Our first stop was a gas station to buy a map, a case of water, and some snacks for just in case. Water, check. Snacks, check. Map? Haha.
We asked the lady at the checkout how to get to Jebel Shams. She told us “Go straight, go right, drive, drive, drive. Maybe three or four hours.”
Right. Ok. Did I mention that we were starting from Muscat, the capital city? These directions seemed a bit simple maybe.
We headed out of the gas station and turned right down the next major road. A few kilometers out, we decided to try again for a map. Even asking about maps in Oman seemed to create confusion. No map, but we at least got confirmation that we were headed in the right direction.
Every thirty minutes or so, we would stop at a gas station to ask if we were on the right track. It seems that in every Omani’s English vocabulary, no matter how limited, were the words ‘left’, ‘right’, and ’roundabout’; unfortunately, many of them seemed to confuse the words right and left which made the directional accuracy questionable at best. At one stop we would be told “Roundabout, roundabout, 30 kilometers, roundabout, go left.” only to hear the exact opposite at our next check.
On a positive note, this increased our desire to verify our route more frequently. You see, the constant stopping suited me just fine as I am into fulfilling all pregnant lady stereotypes, so naturally I wanted to use the restroom about every 30 minutes anyway.
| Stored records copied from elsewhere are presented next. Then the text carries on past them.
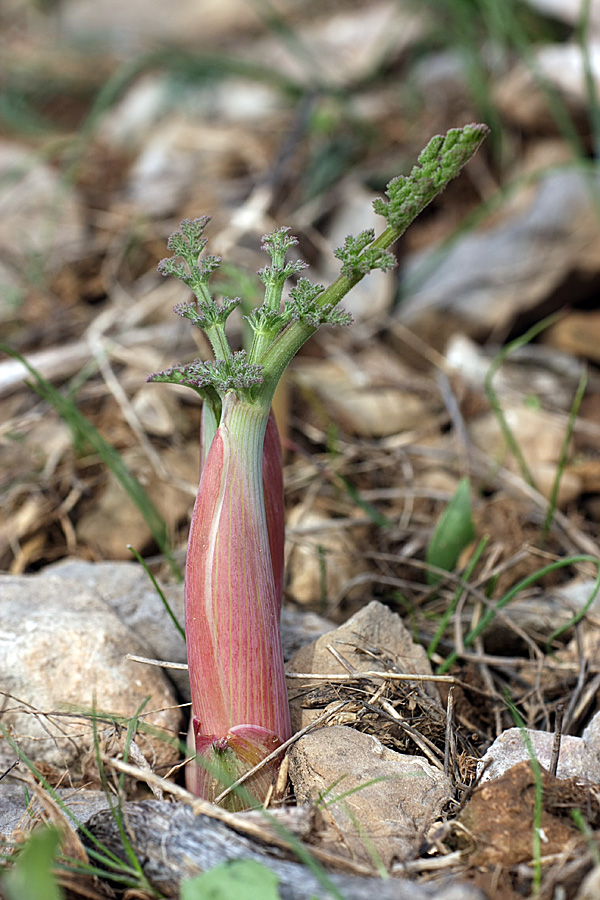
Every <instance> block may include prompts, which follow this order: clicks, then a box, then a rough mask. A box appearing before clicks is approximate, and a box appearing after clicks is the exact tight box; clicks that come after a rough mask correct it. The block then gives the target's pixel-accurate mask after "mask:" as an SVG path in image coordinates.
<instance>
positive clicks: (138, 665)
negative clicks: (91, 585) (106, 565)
mask: <svg viewBox="0 0 600 900" xmlns="http://www.w3.org/2000/svg"><path fill="white" fill-rule="evenodd" d="M0 597H1V601H0V610H1V623H2V626H1V632H0V684H1V685H2V690H3V691H4V692H5V695H6V697H5V702H4V708H3V713H2V723H3V725H4V727H5V728H6V729H7V730H8V731H9V733H10V734H11V735H12V736H13V737H14V739H15V740H16V741H17V743H18V745H19V747H20V749H21V750H22V751H23V752H24V753H25V754H26V755H27V756H28V757H29V758H30V759H31V760H33V762H35V763H36V764H38V765H40V764H42V763H43V764H44V765H45V766H47V767H49V768H50V770H53V771H54V772H55V773H56V774H60V773H61V772H63V771H64V770H65V769H67V768H68V769H69V770H70V772H71V774H72V775H74V773H76V772H80V771H81V767H82V765H84V763H85V759H84V758H85V756H86V754H90V753H91V751H92V748H93V728H92V720H91V718H90V716H89V715H88V717H87V718H83V717H81V716H78V715H75V712H80V711H82V710H86V711H90V710H92V709H93V708H95V709H96V710H98V711H99V712H106V713H112V714H116V715H119V716H125V717H131V716H133V715H134V714H136V712H138V710H140V709H141V708H142V706H143V705H144V701H145V700H146V699H147V698H149V700H148V702H147V704H146V706H145V708H144V711H143V722H145V723H147V724H150V725H153V726H154V727H155V728H157V729H160V730H161V731H164V732H167V733H168V734H169V735H176V734H177V733H178V731H179V727H180V720H181V715H180V710H179V707H178V704H177V699H176V697H175V695H174V693H173V691H172V689H171V688H170V686H169V684H168V682H167V680H166V678H165V677H164V675H163V673H162V672H161V671H160V670H159V669H156V668H154V667H150V666H140V665H139V664H136V663H134V662H132V661H130V660H127V659H126V654H127V653H134V654H141V655H145V648H144V647H143V645H142V644H140V642H139V640H138V639H137V638H136V635H135V633H134V632H133V631H132V630H130V629H128V628H126V627H125V626H124V625H123V624H122V623H121V622H120V621H119V619H118V618H117V616H116V615H115V614H114V613H113V612H112V610H111V609H110V608H109V607H108V606H107V605H106V604H105V603H104V602H103V601H102V600H100V599H99V598H98V596H97V595H96V594H95V593H93V592H92V591H90V590H88V589H86V588H83V587H82V586H81V585H80V584H78V583H77V582H70V581H68V580H66V579H64V578H59V577H56V576H54V577H53V576H51V575H50V576H48V575H38V576H22V577H13V576H10V575H0ZM98 730H99V732H100V739H101V742H104V741H108V742H109V743H110V745H111V746H113V745H114V743H115V742H116V740H117V737H119V739H120V738H121V737H122V736H121V735H117V733H116V732H117V730H116V729H115V728H114V727H113V726H112V725H110V723H107V722H106V721H105V720H100V721H99V722H98ZM136 741H137V743H138V744H139V748H140V750H141V752H142V753H143V754H144V755H145V756H146V757H147V759H148V761H149V762H150V764H151V765H153V766H155V767H156V768H157V769H158V771H159V772H163V771H164V770H165V768H166V767H169V766H170V765H171V764H172V763H173V762H174V761H175V760H176V759H177V757H178V753H177V750H176V749H175V750H174V749H173V748H172V747H171V746H169V744H167V743H166V742H165V741H162V740H160V739H159V738H158V737H153V736H149V735H145V734H143V733H138V737H137V738H136ZM13 759H14V754H13V751H12V748H9V746H8V744H7V743H6V742H5V741H2V742H0V766H1V765H2V764H3V763H5V762H7V763H8V764H9V765H10V763H11V762H12V761H13ZM74 777H76V775H75V776H74Z"/></svg>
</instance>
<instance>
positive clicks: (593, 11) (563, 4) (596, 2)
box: [526, 0, 600, 31]
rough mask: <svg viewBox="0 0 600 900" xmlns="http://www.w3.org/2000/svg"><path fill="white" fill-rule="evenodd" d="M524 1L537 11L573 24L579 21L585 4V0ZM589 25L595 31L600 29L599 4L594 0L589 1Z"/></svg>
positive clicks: (599, 16)
mask: <svg viewBox="0 0 600 900" xmlns="http://www.w3.org/2000/svg"><path fill="white" fill-rule="evenodd" d="M526 2H527V3H528V4H529V6H531V7H533V9H536V10H538V12H541V13H543V14H544V15H548V16H552V17H553V18H555V19H559V20H560V21H561V22H566V23H567V25H573V26H576V25H578V24H579V22H580V21H581V15H582V10H583V7H584V4H585V0H526ZM590 25H591V26H592V28H593V29H594V30H595V31H600V6H599V5H598V3H597V2H595V0H593V2H592V3H590Z"/></svg>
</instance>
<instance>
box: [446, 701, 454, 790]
mask: <svg viewBox="0 0 600 900" xmlns="http://www.w3.org/2000/svg"><path fill="white" fill-rule="evenodd" d="M451 759H452V761H454V688H453V687H451V688H450V690H449V691H448V702H447V704H446V740H445V743H444V775H446V776H447V777H450V760H451ZM452 768H453V770H454V765H453V767H452ZM452 780H454V779H452Z"/></svg>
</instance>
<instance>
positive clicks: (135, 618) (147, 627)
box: [37, 559, 334, 703]
mask: <svg viewBox="0 0 600 900" xmlns="http://www.w3.org/2000/svg"><path fill="white" fill-rule="evenodd" d="M45 573H50V574H51V575H52V576H53V577H55V578H56V577H60V578H64V579H65V580H66V581H68V582H69V583H71V588H70V589H71V590H77V589H78V588H77V585H79V587H83V588H84V589H85V590H86V591H91V592H92V593H94V594H95V595H96V596H97V598H98V599H100V600H102V601H103V602H104V603H107V604H108V605H109V606H110V608H111V609H112V611H113V612H114V613H115V614H116V615H117V616H118V617H119V619H120V620H121V622H123V624H124V625H126V626H127V627H128V628H131V630H132V631H134V632H135V635H136V638H137V640H138V641H139V643H140V644H142V645H143V647H144V651H143V654H142V655H144V656H148V657H150V658H152V659H160V660H164V661H167V662H176V663H185V662H187V656H186V649H185V641H184V639H183V637H182V636H181V635H180V633H179V631H178V630H177V628H176V627H175V625H174V624H173V622H172V620H171V618H170V616H169V615H168V613H167V611H166V610H165V607H164V604H163V602H162V600H161V599H160V597H159V595H158V593H157V592H156V590H155V589H154V586H153V585H152V583H151V581H150V579H149V578H148V575H147V574H146V572H145V571H144V570H143V569H142V567H141V566H140V565H139V564H138V563H134V562H121V561H118V562H87V561H85V560H80V559H65V560H61V562H59V563H55V564H54V565H51V566H47V567H46V568H45V569H44V570H43V573H42V574H45ZM37 577H41V575H40V576H37ZM160 587H161V590H162V591H163V593H164V595H165V597H166V599H167V602H168V603H169V606H170V607H171V609H172V610H173V613H174V615H175V617H176V618H177V621H178V622H180V623H181V624H182V625H183V622H184V609H183V585H181V584H164V583H163V584H161V585H160ZM333 627H334V625H333V623H332V622H330V621H329V620H328V619H325V618H323V617H322V616H319V615H318V614H317V613H315V612H311V611H309V610H302V609H298V607H295V606H284V607H283V609H282V611H281V640H282V644H283V653H284V657H285V659H289V658H290V657H291V656H292V655H293V654H294V653H296V652H297V650H298V649H299V648H300V647H302V646H304V645H305V644H308V643H309V642H310V641H314V640H315V639H316V638H318V637H320V636H321V635H322V634H324V633H325V632H328V631H331V629H332V628H333ZM165 674H166V675H167V677H168V678H169V679H170V680H171V681H172V682H173V683H174V684H175V686H176V687H177V690H178V691H179V693H180V694H181V697H182V698H183V700H185V702H186V703H187V702H189V700H190V687H189V679H188V675H187V672H185V671H178V670H176V669H166V670H165Z"/></svg>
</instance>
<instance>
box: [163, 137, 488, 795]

As we ascended into the mountains, the gas stations became more and more sparse. Eventually, the dual lane paved road narrowed to a single lane that twisted around hairpin turns going farther up into the mountains. Finally, as instructed, we turned onto a winding network of rutty dirt paths, climbing higher and higher. I was not entirely convinced that we would find our hotel, or any hotel at all even.
Out of nowhere, signs for camps began to appear, including a sign for our hotel! Success!
We did some exploring, enjoying spectacular views of the enormous canyon! It was quite a sight and really did remind me of the Grand Canyon.
Although the canyon was spectacular, I think that Chris’ favorite part of the day was playing with goats. I still cannot get over the number of goats that we saw. After seeing a goat in a tree, I was determined to photograph a goat in a tree, but unfortunately it never panned out.
Chris did not believe me about the tree goat. My claim was met with an eye roll and some mutterings about that being quite a feat for a goat. Only later, after seeing his own tree goat, did Chris believe me. They seem to like to climb up and eat from the tops of the trees down, it is difficult to photograph them though because when we got close enough to their trees to take pictures, they would jump down to come see if we would feed them.
We spent some time asking about a variety of hikes that were available before determining that they were all hikes to nowhere. No peaks, valleys, waterfalls, nothing. Just hiking for the sake of hiking. Don’t get me wrong, we love to go for a good hike, but usually there is a destination of interest in mind. We decided to head back to Muscat before dark so that we could explore the coast in the morning.
It was a pretty fun day, especially the thrill of not having a map and not being sure of we would ever find our intended destination. I would definitely do it again if given the opportunity.
[As you can see, we basically flew all the way to Oman to hang out with goats.]